O dia lá fora estava radiante. Havia poucas nuvens no céu; o chão ainda possuía algumas brechas molhadas. O som dos pássaros vibrantes mostrava o silêncio que pairava sob o ambiente, a rua encontrava-se com poucos transeuntes caminhando. Nesse momento Roberto puxa uma boa quantidade de ar para os pulmões e depois solta devagar, como que se alegrasse com o clima.

--- Sabe o que aconteceu ali dentro?

--- Meu pai foi mal educado.

--- Além disso?

--- Não sei.

--- Aquilo foi uma flatulência. Soa mais elegante, não? Enfim, aquilo foi um gás. Sabe o motivo de termos sentido seu fedor mesmo estando distante de seu pai?

--- Não.

--- Porque o gás tem a forma e o volume invariáveis. Ele tende ocupar todo o recipiente. Isso ocorre porque as moléculas dos gases estão bem distantes uma das outras, espalhando-se pelo ar. Nesse sentido, podemos já imaginar como funcionam os sólidos e os líquidos. Bom, serei rápido, você irá estudar tudo isso, desde o básico, pela internet, tem tudo lá.

--- Certo, vovô!

--- Os sólidos, minha pequena, possuem a forma e volume constantes. Em outras palavras, suas partículas ficam bem pertinhas uma das outras, por isso são mais duros e resistentes. Ora, são sólidos. Por outro lado, os líquidos possuem a forma variável e volume constante. Por quê? Ora, pegue uma garrafa com 500 ml e despeja-a toda em um copo do mesmo tamanho. Verá que sua forma irá variar, porém o volume permanecerá o mesmo, constante. E as partículas do líquido ficam um pouco afastadas uma das outras.

---Poxa, vovô, isso é muito legal. Pareceu fácil assim. Achei que a química fosse apenas cálculos e decorar formula e substancias.

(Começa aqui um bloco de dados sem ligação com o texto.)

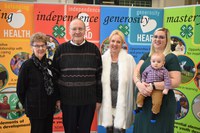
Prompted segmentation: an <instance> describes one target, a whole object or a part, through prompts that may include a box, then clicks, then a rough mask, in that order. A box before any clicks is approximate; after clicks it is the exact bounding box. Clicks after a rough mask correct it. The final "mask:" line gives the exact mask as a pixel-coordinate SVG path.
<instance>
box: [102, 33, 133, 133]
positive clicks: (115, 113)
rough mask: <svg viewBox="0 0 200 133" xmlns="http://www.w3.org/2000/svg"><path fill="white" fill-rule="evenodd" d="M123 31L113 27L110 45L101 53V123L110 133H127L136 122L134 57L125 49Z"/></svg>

--- Não é só isso, querida. Mas você precisa ficar ciente que encontrará muitos obstáculos em sua jornada de estudo, mas revise sempre. Leia, faça exercícios, veja a mesma aula quantas vezes forem precisas até aprender. Não se esqueça de tirar suas dúvidas sempre com algum professor, inclusive comigo. Qualquer um é capaz de aprender, apesar de muitos nascerem sob perspectivas distintas. Faça todas as notações necessárias, não pare de estudar.

--- Vou agora já ver as aulas introdutórias de química. Espera, antes montarei meu cronograma. Ficarei muito boa em química!

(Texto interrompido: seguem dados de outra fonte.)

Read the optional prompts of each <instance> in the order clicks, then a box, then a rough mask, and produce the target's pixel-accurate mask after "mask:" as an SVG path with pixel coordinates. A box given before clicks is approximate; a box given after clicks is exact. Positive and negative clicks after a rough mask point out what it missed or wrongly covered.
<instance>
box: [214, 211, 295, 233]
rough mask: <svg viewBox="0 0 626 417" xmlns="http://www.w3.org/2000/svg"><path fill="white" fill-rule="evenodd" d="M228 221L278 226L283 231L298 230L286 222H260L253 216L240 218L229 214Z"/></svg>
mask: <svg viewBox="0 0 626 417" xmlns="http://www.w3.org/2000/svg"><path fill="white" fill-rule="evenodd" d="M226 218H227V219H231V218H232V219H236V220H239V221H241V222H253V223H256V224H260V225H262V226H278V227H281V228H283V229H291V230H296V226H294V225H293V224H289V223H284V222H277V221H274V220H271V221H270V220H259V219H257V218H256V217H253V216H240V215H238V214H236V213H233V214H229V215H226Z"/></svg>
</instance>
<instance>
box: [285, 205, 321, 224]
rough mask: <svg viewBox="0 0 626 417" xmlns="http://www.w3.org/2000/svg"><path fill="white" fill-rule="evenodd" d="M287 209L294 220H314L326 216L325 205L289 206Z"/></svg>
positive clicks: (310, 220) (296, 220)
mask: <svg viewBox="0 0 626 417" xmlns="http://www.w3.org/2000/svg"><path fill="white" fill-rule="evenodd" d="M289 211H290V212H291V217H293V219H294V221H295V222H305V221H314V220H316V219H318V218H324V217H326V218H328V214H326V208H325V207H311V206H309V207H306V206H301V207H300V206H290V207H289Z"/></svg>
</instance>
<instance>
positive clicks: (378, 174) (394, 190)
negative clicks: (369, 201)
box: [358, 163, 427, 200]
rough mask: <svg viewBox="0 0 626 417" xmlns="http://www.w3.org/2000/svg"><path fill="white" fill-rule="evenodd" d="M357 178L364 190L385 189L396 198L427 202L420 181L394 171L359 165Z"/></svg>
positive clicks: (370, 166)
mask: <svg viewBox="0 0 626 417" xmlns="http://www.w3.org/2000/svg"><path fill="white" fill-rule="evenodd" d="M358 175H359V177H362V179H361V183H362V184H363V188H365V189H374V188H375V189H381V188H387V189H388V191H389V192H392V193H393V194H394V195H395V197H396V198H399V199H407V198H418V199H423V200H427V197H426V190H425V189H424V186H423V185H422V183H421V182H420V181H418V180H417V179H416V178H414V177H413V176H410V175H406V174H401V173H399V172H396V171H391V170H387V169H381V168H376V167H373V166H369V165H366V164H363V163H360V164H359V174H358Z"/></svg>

Júlia passou a acompanhar alguns canais no YOUTUBE sobre estudos da química, passando a pagar alguns cursos específicos para ciência da natureza, projetados para vestibulares. Com alguns meses de esforço, Júlia já estava conseguindo resolver questões que considerava impossíveis para seu campo intimo. Agora ela leva com alegria e entusiasmos o poder que a internet pode oferecer as pessoas. “Você se torna um idiota com a internet, ou ficará mais inteligente com ela”, dizia Júlia para suas amigas.